Chris Carleton

Complications in analytical archaeology

When asked what archaeology involves, few if any people answer math, statistics, and high-performance computing. Rather, people tend to think about dusty artifacts, long hours outside digging for evidence of forgotten civilizations, and Indiana Jones. In reality, archaeology can involve a lot of quantitative analysis. However, the proportion of quantitative analytical archaeologists is small compared to the field as a whole. And, while the quantitative database is increasing, the available quantitative methods for analyzing the data do not account for the peculiarities of the archaeological record. Consequently, many archaeological studies fall far short of explaining anything of interest about the past in a convincing way, despite a growing abundance of evidence amenable to rigorous analysis. To turn this situation around, I have begun developing quantitative analytical methods that are appropriate for archaeological data. Using a case study from my research, I will explain some of the analytical challenges archaeologists face.
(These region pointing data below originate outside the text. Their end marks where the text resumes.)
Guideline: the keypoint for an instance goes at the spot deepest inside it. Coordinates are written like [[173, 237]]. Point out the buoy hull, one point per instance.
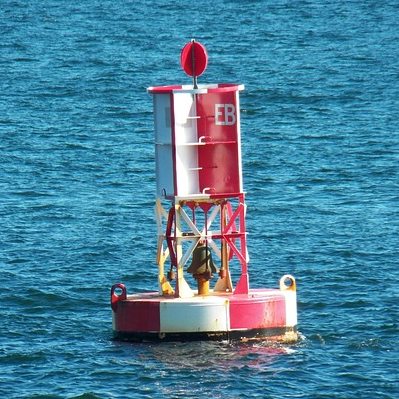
[[259, 315]]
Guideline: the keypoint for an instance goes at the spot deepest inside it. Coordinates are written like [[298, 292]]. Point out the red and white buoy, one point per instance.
[[200, 212]]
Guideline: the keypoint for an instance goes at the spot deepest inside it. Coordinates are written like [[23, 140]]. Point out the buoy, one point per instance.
[[200, 215]]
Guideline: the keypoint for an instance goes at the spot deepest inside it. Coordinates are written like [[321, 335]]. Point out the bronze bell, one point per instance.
[[202, 262]]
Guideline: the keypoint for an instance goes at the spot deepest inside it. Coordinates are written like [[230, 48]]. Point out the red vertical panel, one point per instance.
[[219, 157], [247, 312], [173, 133]]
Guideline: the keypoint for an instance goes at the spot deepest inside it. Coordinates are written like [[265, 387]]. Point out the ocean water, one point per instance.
[[320, 137]]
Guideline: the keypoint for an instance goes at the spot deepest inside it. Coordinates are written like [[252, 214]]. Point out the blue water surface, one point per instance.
[[320, 139]]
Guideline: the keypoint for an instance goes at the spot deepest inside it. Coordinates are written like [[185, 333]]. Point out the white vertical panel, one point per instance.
[[163, 145], [196, 315], [185, 137], [291, 319]]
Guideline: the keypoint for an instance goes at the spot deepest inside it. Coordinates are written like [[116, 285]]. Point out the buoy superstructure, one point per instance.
[[200, 209]]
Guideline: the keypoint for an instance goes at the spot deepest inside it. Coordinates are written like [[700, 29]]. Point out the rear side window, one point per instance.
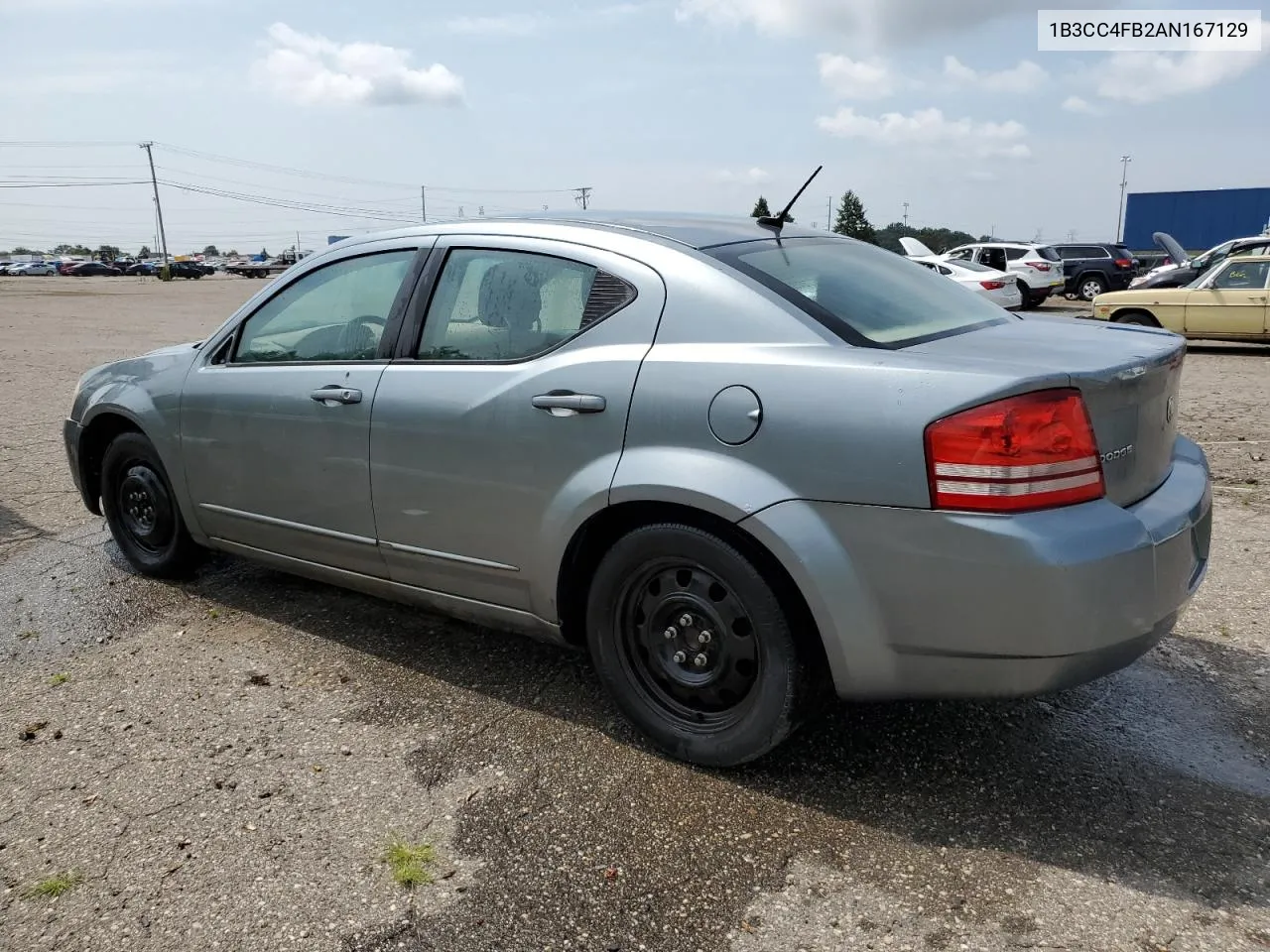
[[864, 294], [497, 304]]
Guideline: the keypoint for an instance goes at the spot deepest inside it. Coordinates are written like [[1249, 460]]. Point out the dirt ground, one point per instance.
[[222, 765]]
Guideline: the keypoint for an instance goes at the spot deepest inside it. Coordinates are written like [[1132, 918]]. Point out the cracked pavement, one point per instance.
[[222, 763]]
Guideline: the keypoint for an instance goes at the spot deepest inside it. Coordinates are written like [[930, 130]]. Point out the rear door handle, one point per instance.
[[566, 403], [333, 393]]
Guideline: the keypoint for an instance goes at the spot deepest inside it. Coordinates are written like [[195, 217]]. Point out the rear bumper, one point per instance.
[[948, 604]]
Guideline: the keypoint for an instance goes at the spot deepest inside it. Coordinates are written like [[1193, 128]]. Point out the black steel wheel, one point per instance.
[[694, 645], [141, 511]]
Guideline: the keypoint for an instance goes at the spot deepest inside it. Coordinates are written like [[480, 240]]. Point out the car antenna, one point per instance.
[[778, 221]]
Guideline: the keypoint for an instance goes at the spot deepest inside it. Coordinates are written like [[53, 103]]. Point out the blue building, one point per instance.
[[1198, 220]]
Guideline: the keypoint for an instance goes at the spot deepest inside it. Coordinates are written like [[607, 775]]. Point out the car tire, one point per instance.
[[143, 512], [748, 693], [1139, 317], [1091, 286]]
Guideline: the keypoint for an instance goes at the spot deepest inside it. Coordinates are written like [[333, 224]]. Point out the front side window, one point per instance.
[[336, 312], [1242, 276], [864, 294], [497, 304]]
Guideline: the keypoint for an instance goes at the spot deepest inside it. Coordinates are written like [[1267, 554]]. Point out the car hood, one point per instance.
[[158, 371]]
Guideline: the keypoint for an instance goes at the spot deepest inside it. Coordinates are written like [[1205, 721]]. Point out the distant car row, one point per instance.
[[85, 270], [1024, 275]]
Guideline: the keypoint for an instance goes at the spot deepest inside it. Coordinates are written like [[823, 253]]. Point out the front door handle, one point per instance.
[[566, 403], [335, 394]]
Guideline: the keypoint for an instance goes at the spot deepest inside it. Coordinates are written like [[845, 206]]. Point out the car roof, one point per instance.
[[697, 231]]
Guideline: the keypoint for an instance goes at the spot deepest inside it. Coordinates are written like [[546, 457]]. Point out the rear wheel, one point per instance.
[[694, 647], [143, 513], [1091, 286]]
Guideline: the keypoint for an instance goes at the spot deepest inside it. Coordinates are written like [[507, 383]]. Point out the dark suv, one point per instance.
[[1091, 270]]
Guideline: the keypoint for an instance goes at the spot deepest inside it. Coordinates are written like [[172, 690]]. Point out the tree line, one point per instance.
[[109, 253], [853, 222]]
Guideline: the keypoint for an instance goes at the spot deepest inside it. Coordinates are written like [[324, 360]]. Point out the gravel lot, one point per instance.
[[221, 766]]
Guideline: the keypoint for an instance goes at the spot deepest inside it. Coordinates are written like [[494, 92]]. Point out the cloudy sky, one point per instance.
[[277, 116]]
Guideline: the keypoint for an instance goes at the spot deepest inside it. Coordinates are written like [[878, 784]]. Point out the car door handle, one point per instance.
[[336, 394], [568, 403]]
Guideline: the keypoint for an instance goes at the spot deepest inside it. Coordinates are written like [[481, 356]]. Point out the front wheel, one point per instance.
[[694, 647], [143, 513], [1091, 287]]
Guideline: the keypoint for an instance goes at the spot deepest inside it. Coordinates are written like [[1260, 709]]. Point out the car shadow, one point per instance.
[[1153, 775]]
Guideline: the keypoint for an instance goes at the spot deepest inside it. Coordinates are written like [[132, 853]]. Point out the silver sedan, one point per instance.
[[743, 463]]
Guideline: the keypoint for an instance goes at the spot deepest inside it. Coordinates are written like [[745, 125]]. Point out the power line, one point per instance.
[[305, 173]]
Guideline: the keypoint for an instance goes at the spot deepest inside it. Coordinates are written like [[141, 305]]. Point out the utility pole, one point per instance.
[[154, 181], [1124, 180]]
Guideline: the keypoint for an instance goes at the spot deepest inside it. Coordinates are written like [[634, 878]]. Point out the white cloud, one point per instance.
[[870, 23], [855, 79], [930, 127], [1150, 77], [1075, 104], [516, 24], [310, 70], [1024, 77], [749, 177]]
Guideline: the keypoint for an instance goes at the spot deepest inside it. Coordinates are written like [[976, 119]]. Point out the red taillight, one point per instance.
[[1033, 451]]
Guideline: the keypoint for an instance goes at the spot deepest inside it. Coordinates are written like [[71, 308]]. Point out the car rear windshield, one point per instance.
[[864, 294]]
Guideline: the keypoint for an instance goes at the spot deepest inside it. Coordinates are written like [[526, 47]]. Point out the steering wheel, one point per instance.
[[356, 335]]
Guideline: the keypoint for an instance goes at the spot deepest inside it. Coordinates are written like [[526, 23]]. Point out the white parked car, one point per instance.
[[28, 268], [1037, 268], [998, 287]]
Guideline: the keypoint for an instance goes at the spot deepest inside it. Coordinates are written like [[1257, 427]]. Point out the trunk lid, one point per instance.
[[1128, 376]]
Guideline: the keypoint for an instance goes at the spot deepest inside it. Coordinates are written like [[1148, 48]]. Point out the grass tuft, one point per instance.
[[408, 862], [55, 887]]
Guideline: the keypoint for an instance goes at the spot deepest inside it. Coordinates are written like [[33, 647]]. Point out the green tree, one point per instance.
[[852, 221]]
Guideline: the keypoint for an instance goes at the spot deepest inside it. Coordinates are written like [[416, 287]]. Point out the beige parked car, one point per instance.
[[1227, 302]]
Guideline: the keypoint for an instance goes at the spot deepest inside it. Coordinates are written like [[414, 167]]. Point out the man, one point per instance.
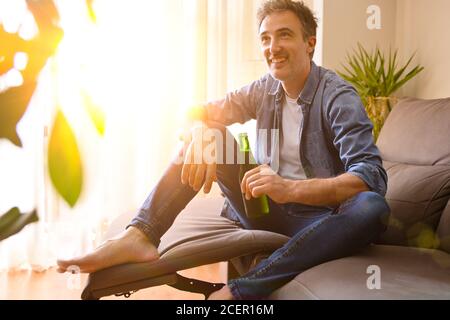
[[327, 192]]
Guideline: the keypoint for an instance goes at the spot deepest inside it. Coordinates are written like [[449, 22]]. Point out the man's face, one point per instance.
[[287, 53]]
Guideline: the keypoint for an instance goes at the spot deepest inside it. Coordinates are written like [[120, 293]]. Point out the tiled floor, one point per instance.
[[50, 285]]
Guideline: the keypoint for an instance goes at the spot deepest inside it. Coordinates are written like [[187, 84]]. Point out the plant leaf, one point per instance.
[[13, 221], [64, 161], [13, 105]]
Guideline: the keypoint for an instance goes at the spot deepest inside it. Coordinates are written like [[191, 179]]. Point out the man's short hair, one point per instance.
[[304, 14]]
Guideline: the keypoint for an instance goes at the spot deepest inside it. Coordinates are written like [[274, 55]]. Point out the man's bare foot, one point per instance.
[[130, 246], [222, 294]]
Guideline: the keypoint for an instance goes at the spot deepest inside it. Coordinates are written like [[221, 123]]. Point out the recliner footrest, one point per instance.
[[199, 236]]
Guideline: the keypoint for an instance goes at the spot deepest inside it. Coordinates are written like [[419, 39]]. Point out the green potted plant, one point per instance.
[[376, 77]]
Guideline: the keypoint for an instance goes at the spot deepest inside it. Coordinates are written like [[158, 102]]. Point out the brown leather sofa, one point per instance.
[[411, 259]]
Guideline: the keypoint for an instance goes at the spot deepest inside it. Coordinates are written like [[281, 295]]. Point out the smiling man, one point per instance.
[[326, 193]]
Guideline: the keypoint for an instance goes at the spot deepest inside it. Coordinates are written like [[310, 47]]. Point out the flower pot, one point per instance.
[[378, 109]]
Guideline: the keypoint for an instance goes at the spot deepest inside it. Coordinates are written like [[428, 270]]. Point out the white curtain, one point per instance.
[[144, 62]]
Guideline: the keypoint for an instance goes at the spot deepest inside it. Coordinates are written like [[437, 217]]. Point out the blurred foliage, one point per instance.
[[65, 166], [376, 77], [13, 221], [64, 161]]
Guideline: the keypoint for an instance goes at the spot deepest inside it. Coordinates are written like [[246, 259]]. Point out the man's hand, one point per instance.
[[264, 181], [199, 170]]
The case study involves a study of conflict in Classic Maya history from 300–900 CE. Using a time series model for count processes with a moving average, my co-authors and I found that there was a 530% increase in conflict levels for every degree increase in temperature over the study period. This finding has significant implications for understanding Classic Maya history and for current discussions about the impact of climate change on violent conflict. It also provided me several important insights into the challenges of quantitative analysis in archaeology. Hopefully, the insights I have gained so far and the tantalizing complexity of archaeological data will entice you to think about quantitative solutions, too.